动物造模,糖尿病大鼠模型 z-bio 2022-09-16 233

　　Objective: To observe the changes in the structure and abundance of intestinal flora in streptozotocin-induced diabetic rat model.

　　Methods: Twenty-five male SD rats were randomly divided into 10 control group (C) and 15 model group (M). The model group was intraperitoneally injected with 3% STZ at a dose of 30 mg/(kg·bw) for 5 consecutive days. Body weight, blood sugar and other indicators were measured monthly after molding. When the model was established for 4 weeks and 12 weeks, the fresh rectal feces of the rats in each group were collected at the same time. The bacterial 16S rDNA-V3 region in stool samples was sequenced on the Illumina high-throughput sequencing platform, and the structure and abundance of intestinal flora were quantitatively analyzed.

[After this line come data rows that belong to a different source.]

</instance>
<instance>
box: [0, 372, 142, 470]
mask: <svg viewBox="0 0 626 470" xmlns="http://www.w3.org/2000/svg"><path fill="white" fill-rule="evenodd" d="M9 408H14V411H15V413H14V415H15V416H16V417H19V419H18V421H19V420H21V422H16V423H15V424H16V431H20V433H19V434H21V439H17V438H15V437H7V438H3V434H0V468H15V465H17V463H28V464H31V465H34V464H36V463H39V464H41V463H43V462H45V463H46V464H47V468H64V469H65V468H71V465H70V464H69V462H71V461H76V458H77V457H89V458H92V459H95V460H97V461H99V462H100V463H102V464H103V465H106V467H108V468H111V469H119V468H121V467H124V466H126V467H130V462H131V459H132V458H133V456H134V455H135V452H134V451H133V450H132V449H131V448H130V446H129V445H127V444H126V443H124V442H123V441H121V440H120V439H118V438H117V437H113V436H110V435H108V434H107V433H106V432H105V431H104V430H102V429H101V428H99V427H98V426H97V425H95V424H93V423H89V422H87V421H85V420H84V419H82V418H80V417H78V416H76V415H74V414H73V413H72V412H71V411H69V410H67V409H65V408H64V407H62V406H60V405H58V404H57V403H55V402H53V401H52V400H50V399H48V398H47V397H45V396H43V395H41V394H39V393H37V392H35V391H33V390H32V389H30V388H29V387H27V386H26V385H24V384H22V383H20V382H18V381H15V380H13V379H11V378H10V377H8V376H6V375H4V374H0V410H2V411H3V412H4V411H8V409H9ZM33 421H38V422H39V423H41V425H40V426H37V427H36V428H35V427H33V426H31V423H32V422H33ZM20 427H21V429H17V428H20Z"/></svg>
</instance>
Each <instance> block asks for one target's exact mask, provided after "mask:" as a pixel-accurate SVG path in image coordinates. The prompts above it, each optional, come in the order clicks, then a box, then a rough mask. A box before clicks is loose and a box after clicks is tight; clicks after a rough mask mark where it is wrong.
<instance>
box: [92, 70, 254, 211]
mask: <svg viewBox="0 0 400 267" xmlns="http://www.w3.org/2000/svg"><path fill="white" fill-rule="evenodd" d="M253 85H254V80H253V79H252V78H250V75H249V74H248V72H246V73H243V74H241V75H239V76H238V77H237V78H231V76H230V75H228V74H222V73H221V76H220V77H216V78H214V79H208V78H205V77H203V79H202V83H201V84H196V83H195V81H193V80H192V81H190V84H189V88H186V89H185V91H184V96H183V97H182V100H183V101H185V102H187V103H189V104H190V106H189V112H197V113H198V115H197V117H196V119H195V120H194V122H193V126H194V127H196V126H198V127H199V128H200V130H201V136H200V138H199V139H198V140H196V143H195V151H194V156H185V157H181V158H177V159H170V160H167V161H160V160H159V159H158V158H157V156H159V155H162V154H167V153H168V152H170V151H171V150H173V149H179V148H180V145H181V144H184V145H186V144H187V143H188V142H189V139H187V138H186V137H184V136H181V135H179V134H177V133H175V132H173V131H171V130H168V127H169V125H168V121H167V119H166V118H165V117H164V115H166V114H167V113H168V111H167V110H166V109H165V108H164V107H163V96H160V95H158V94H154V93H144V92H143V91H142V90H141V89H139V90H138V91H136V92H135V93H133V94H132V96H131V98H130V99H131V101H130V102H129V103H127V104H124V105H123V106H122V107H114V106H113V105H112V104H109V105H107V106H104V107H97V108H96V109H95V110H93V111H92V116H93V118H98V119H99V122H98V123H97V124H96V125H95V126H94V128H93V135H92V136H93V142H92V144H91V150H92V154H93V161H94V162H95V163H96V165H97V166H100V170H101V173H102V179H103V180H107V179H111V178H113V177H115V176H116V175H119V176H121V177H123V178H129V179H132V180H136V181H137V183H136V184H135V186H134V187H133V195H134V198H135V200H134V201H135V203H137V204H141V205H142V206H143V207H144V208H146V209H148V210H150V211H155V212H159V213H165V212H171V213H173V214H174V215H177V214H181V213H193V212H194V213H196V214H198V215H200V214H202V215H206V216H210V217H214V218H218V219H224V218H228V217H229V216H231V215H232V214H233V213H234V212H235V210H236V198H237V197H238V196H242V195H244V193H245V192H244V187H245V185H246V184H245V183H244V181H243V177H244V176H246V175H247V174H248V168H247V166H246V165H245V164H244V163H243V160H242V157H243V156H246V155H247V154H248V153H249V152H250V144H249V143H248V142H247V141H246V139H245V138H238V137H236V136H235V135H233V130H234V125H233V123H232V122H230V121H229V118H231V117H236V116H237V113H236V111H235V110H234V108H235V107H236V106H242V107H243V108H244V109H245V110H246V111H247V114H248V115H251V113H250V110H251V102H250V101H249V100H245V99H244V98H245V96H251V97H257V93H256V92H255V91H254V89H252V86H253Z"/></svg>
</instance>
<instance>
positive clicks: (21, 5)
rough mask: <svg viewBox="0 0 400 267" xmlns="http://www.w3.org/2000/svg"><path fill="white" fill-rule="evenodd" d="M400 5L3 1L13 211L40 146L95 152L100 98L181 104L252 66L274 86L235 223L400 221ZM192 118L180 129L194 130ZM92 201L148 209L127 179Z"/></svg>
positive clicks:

　　RESULTS: There was no significant difference in the number of optimized sequences obtained between the model group and the control group (P > 0.05). Compared with the control group, the relative abundance index (Chao1) and diversity index Shannon of the intestinal flora in the model group were decreased (P < 0.05), and the Simpson index was increased compared with the control group (P < 0.05). At the phylum level, the relative abundances of Proteobacteria, Cyanobacteria, Softwall, TM7 and Actinomycetes decreased (P < 0.05). At the genus level, after 4 weeks of modeling, the relative abundance of Lactobacillus in the model group decreased (P < 0.05); the relative abundance of Bacteroides increased (P < 0.05). After 12 weeks of modeling, the relative abundances of Lactobacillus, Bacteroides and Ruminococcus increased in the model group (P < 0.05); the relative abundance of Bifidobacterium decreased (P < 0.05).

　　CONCLUSION: The abundance and diversity of gut microbiota in SD rats induced by STZ are reduced, which provides a reference for the study of the relationship between diabetes and gut microbiota.